Xie, Yanping
MarDini: Masked Autoregressive Diffusion for Video Generation at Scale
Liu, Haozhe, Liu, Shikun, Zhou, Zijian, Xu, Mengmeng, Xie, Yanping, Han, Xiao, Pérez, Juan C., Liu, Ding, Kahatapitiya, Kumara, Jia, Menglin, Wu, Jui-Chieh, He, Sen, Xiang, Tao, Schmidhuber, Jürgen, Pérez-Rúa, Juan-Manuel
We introduce MarDini, a new family of video diffusion models that integrate the advantages of masked auto-regression (MAR) into a unified diffusion model (DM) framework.
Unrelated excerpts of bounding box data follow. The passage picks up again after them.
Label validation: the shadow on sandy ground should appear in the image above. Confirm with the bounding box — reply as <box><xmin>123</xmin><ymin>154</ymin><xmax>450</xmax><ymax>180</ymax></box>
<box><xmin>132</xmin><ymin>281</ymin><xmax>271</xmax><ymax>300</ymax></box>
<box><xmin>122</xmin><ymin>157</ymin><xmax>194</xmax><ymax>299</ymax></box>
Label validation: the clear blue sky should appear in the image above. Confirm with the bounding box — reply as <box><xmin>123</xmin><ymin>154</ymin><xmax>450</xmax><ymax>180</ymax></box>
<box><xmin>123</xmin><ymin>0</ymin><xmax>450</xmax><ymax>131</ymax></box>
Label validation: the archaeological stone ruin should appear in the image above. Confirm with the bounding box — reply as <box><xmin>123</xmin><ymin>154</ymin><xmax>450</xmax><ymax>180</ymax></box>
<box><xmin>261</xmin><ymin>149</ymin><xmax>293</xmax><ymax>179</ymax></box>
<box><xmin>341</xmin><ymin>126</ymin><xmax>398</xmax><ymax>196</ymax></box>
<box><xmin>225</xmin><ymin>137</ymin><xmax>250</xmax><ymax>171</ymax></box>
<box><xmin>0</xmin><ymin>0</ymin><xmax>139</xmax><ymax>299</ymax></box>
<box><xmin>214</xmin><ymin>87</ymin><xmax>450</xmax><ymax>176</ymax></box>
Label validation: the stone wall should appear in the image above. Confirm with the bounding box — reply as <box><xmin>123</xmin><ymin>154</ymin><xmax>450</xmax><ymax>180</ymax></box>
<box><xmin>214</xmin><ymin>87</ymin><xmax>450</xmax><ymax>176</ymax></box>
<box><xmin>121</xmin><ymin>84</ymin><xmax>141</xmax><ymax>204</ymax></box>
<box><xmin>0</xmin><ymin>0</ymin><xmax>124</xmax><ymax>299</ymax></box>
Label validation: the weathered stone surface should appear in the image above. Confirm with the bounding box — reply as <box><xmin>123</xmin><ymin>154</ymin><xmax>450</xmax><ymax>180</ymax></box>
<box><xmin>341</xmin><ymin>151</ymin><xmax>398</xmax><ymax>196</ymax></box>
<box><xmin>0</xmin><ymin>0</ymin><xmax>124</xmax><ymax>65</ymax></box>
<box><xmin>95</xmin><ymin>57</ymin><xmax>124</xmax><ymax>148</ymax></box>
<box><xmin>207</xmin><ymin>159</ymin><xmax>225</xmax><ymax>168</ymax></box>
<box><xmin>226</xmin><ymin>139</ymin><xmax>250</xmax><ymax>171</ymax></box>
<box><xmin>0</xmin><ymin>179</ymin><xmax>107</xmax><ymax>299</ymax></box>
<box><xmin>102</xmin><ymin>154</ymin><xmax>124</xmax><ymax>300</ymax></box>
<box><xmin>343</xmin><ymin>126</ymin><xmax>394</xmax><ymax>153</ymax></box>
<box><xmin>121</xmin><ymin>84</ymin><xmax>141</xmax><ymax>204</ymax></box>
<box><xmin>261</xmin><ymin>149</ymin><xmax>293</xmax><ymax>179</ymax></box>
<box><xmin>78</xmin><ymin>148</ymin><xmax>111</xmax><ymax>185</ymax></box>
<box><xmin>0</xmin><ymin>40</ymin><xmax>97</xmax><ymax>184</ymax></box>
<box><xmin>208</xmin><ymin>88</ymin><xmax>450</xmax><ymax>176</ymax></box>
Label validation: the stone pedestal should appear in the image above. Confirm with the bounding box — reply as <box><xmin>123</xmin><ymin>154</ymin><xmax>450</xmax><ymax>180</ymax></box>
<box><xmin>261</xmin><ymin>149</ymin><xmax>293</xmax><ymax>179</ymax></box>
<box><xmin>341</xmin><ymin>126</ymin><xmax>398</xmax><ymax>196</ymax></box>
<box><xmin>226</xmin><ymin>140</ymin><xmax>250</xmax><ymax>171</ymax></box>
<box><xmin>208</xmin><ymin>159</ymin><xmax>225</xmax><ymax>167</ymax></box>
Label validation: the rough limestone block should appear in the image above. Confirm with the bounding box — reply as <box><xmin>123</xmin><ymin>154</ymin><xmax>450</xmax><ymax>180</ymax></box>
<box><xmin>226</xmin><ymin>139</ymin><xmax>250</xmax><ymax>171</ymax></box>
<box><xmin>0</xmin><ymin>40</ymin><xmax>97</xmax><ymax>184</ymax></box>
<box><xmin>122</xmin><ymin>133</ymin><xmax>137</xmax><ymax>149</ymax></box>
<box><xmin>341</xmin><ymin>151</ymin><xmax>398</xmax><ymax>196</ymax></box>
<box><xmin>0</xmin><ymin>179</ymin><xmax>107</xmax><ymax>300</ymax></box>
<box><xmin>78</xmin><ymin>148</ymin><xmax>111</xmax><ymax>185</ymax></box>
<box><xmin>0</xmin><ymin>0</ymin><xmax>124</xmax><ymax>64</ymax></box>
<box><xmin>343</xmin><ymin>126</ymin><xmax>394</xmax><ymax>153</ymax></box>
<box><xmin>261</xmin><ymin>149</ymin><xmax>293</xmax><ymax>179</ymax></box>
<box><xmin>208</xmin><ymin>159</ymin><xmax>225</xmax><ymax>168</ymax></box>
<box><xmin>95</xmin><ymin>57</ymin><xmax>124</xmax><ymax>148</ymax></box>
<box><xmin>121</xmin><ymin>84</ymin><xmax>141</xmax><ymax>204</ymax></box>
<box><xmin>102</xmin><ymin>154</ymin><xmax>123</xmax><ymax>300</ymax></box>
Here, MAR handles temporal planning, while DM focuses on spatial generation in an asymmetric network design: i) a MAR-based planning model containing most of the parameters generates planning signals for each masked frame using low-resolution input; ii) a lightweight generation model uses these signals to produce high-resolution frames via diffusion de-noising. MarDini's MAR enables video generation conditioned on any number of masked frames at any frame positions: a single model can handle video interpolation (e.g., masking middle frames), image-to-video generation (e.g., masking from the second frame onward), and video expansion (e.g., masking half the frames). The efficient design allocates most of the computational resources to the low-resolution planning model, making computationally expensive but important spatio-temporal attention feasible at scale. MarDini sets a new state-of-the-art for video interpolation; meanwhile, within few inference steps, it efficiently generates videos on par with those of much more expensive advanced image-to-video models.